If multiple Jetsons are on a network, and if each is trying to use “tegra-ubuntu”, then this will be a problem. Often in “ifconfig” you will see a “collisions” count go to a non-zero value when two devices respond to the same request. Routers are supposed to use a MAC address for actual routing, and allow the “tegra-ubuntu” name only if it is possible to bind the name to the MAC without conflict. If your host hard wires “tegra-ubuntu” to a network address, then the router itself is ignored, and you would indeed have a problem. You are almost always better off using ssh with an IP address…named addresses and their aliases are usually just a convenience (not always true with web server traffic, but for ssh it may as well be true). I did see a case of a university user having a password failure when tegra-ubuntu happened to be someone else’s Jetson.

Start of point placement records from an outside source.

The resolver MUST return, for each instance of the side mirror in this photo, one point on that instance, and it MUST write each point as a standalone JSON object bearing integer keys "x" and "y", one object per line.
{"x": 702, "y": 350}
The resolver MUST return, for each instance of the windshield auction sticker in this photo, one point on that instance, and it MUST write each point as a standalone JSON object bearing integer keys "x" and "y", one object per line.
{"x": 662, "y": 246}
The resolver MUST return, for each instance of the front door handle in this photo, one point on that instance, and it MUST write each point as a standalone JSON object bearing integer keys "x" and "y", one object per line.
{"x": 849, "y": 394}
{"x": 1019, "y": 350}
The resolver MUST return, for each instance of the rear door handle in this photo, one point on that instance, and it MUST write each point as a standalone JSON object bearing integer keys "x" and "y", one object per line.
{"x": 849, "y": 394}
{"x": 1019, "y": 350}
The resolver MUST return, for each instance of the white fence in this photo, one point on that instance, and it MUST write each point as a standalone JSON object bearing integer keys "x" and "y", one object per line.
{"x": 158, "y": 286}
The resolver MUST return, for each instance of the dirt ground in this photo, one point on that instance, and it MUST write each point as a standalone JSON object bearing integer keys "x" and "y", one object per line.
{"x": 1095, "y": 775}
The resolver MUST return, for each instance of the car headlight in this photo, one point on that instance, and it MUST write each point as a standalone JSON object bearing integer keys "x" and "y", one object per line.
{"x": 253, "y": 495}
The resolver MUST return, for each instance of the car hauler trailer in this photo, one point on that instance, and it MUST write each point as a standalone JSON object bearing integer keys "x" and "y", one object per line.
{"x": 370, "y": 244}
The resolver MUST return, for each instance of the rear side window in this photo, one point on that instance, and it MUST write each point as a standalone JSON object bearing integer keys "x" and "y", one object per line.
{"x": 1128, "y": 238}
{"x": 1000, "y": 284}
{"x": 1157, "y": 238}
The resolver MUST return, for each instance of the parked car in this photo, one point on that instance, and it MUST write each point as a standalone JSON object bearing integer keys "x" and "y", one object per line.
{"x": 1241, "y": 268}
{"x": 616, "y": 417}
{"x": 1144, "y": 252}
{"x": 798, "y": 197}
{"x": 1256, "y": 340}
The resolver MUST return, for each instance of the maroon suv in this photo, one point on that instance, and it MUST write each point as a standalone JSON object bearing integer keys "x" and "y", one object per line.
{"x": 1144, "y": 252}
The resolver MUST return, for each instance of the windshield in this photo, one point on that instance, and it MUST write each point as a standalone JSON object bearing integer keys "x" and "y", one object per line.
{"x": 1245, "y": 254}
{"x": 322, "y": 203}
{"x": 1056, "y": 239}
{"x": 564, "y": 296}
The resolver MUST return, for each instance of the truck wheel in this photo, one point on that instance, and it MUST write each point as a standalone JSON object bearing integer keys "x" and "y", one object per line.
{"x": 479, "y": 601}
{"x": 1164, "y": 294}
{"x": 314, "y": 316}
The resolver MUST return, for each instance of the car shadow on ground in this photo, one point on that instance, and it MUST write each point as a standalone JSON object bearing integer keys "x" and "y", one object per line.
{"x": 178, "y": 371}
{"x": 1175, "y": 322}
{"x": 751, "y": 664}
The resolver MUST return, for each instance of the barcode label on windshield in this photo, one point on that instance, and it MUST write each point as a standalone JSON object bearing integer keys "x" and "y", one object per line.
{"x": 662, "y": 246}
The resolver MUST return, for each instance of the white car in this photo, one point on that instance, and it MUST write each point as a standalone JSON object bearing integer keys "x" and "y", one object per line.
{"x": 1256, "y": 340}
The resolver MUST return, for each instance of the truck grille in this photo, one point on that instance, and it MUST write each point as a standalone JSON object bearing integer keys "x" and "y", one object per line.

If you want your PC to override the router’s idea of which address to bind to “tegra-ubuntu” you can put this in your PC’s “/etc/hosts” file…I’m pretending the dotted-decimal IP is “192.168.1.3”…and I’m setting both “tegra-ubuntu” and “tx2” as aliases to that address:
192.168.1.3 tegra-ubuntu tx2
After that you could do this:
ping tx2
ping tegra-ubuntu
Do beware that if your Jetson is assigned an address over DHCP the dotted-decimal address could change on reboot or lease renewal timer.
Thanks for your help linuxdev, this was very helpful. I just posted a new question in the TX2 forum about using outputs from the TX2 for programs on the host PC in case you were interested.